I’m here to make friends, bask in the kind, accepting glow of internet comments, and speak the dark truth you’ve all long known to be true: The N64 controller, Nintendo’s infamous trident joypad for its third home console, is, and always was, awful.
You may think you like it. If you’re of a “certain age,” there’s a fair chance you have fond memories of being huddled around a TV screen, screeching with fury as you got hit by a blue shell in Mario Kart 64; losing yourself in the frenetic chaos of multiplayer Super Smash Bros.; or exploring Hyrule with wide-eyed wonder in Ocarina of Time.
Nostalgia is a powerful force, though—and those warm fuzzy memories of what is undeniably one of gaming’s golden eras blinds you to the fact that you were doing all that with an abomination of a controller wedged into your hands.

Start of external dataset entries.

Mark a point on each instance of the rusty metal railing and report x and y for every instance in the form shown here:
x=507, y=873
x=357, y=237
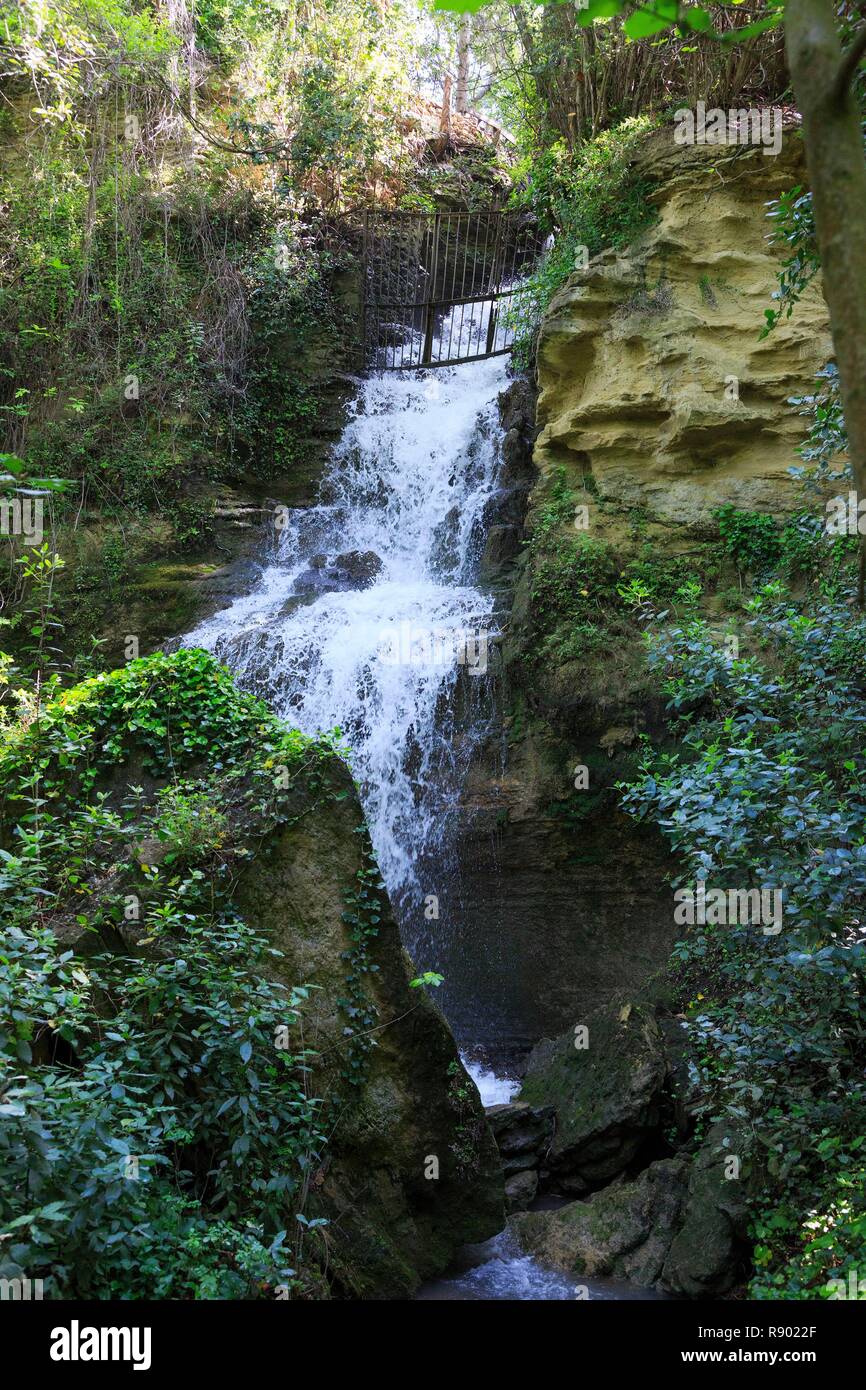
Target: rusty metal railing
x=438, y=288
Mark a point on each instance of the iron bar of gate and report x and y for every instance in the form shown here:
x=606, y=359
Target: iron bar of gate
x=430, y=317
x=407, y=277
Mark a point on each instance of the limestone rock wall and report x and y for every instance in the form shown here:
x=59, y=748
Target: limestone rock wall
x=638, y=353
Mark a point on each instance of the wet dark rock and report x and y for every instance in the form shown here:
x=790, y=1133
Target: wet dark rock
x=523, y=1133
x=520, y=1190
x=608, y=1096
x=623, y=1232
x=706, y=1253
x=353, y=570
x=445, y=553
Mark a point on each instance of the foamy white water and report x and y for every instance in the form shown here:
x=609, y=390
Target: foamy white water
x=403, y=498
x=494, y=1090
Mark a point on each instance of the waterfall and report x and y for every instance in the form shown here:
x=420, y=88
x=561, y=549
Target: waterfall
x=369, y=619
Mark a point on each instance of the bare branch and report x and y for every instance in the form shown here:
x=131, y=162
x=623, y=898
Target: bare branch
x=851, y=61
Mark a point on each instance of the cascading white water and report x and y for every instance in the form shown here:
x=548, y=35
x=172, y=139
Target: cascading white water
x=401, y=512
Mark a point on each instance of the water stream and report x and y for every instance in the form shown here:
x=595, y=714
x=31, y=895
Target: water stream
x=369, y=617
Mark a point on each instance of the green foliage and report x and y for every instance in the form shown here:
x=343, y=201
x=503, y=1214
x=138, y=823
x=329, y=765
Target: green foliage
x=827, y=434
x=794, y=228
x=770, y=791
x=590, y=200
x=156, y=1137
x=749, y=538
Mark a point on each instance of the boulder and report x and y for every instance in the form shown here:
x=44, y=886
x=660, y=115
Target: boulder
x=654, y=377
x=706, y=1253
x=523, y=1133
x=623, y=1232
x=353, y=570
x=520, y=1190
x=391, y=1223
x=606, y=1096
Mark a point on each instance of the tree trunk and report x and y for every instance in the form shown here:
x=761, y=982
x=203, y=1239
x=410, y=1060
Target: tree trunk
x=445, y=116
x=463, y=42
x=837, y=177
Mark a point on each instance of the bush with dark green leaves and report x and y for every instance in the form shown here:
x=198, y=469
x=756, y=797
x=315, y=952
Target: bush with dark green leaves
x=153, y=1140
x=769, y=791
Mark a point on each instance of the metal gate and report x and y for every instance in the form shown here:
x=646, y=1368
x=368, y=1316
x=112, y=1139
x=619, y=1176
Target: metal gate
x=441, y=288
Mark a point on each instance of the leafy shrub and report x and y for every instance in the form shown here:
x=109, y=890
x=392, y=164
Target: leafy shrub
x=591, y=200
x=770, y=791
x=154, y=1140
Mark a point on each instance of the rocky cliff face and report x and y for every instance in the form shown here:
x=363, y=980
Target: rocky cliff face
x=652, y=374
x=658, y=402
x=412, y=1169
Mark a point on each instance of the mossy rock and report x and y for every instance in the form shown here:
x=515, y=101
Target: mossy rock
x=608, y=1094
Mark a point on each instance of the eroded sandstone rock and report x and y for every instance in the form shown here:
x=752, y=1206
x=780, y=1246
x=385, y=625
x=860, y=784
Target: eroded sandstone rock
x=623, y=1232
x=652, y=374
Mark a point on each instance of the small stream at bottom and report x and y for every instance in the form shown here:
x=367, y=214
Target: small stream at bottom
x=364, y=616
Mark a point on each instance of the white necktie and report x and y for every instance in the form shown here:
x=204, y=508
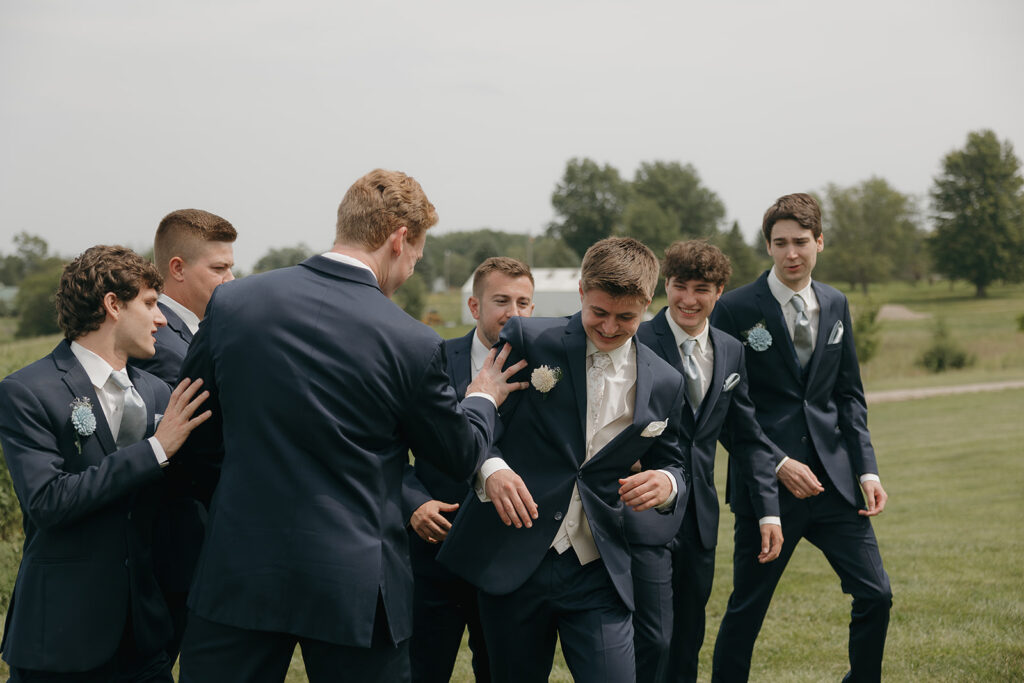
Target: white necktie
x=133, y=415
x=802, y=331
x=692, y=373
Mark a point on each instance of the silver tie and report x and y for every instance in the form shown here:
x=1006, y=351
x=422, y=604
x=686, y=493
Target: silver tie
x=132, y=427
x=802, y=332
x=692, y=373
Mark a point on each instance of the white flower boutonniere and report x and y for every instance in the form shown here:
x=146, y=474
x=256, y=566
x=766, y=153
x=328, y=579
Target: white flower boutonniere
x=758, y=337
x=82, y=420
x=544, y=379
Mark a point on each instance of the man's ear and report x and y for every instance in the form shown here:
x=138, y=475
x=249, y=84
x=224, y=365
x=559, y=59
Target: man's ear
x=175, y=268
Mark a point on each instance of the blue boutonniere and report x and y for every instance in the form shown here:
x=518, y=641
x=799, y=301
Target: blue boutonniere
x=82, y=420
x=758, y=337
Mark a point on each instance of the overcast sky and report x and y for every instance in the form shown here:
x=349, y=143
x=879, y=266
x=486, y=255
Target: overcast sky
x=115, y=113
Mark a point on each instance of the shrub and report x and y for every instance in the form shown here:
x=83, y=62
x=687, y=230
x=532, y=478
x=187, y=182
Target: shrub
x=944, y=353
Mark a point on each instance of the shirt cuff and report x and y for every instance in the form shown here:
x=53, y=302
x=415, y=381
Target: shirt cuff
x=158, y=451
x=489, y=466
x=672, y=497
x=482, y=394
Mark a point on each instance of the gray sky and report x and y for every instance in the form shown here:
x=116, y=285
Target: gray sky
x=115, y=113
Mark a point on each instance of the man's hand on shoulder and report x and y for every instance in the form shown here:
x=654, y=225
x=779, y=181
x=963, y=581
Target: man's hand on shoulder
x=178, y=421
x=876, y=498
x=429, y=523
x=799, y=478
x=512, y=500
x=493, y=380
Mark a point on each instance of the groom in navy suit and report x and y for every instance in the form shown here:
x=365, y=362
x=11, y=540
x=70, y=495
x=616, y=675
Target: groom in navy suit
x=805, y=382
x=542, y=537
x=673, y=564
x=443, y=604
x=193, y=252
x=321, y=385
x=85, y=453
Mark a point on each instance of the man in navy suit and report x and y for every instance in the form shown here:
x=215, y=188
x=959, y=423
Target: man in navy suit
x=673, y=563
x=443, y=604
x=82, y=442
x=321, y=385
x=194, y=254
x=543, y=536
x=805, y=382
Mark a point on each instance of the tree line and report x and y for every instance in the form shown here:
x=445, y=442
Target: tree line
x=873, y=232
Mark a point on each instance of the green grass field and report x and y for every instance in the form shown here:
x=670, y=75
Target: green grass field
x=950, y=538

Hate’s a strong term to level at a video game controller, but I hate the N64 controller with a passion that must be unhealthy to direct at a bundle of plastic and wires. And, being of that certain age, it’s a hatred I’ve carried since childhood. Yet, as time passed, the hatred had subsided, or at least moved to the background. This week, however, my rage has been brought back to the fore.
Analog Days
The reason for this renewed odium? The reveal of the Analogue3D, an upcoming third-party console that not only plays original Nintendo 64 game cartridges, but makes them palatable on a modern 4K TV screen. Unlike the string of “mini” consoles released over the last few years, such as the SNES Classic Mini or Sega Genesis/Mega Drive Mini, Analogue’s gear doesn’t rely on emulation of games, but rather runs those original cartridges and uses an FPGA chip to—essentially—emulate the hardware of the original console.
It’s not Analogue’s first attempt at reviving classic hardware, having previously launched the likes of the Analogue Pocket, a Game Boy–shaped handheld that plays original Game Boy, Game Boy Color, and Game Boy Advance carts. It can also be kitted out with adaptors to handle Game Gear, Neo Geo Pocket Color, TurboGrafx-16, and Atari Lynx carts, too, making for a retro game collector’s dream system.
The Analogue3D looks to be a promising bit of tech too. Analogue says it’s built around “a 220k LE Altera Cyclone 10GX, the most powerful FPGA Analogue has ever used in a product,” offers region-free support for N64 cartridges from anywhere in the world in NTSC or PAL format, an inbuilt version of the Nintendo Expansion Pak (an N64 accessory that doubled the console’s available memory from 4 MB to a whopping 8 MB, improving performance on select games), and outputs in 4K, or original display modes maintaining “true CRT reference quality” with “immersive scanlines and shadow masks.”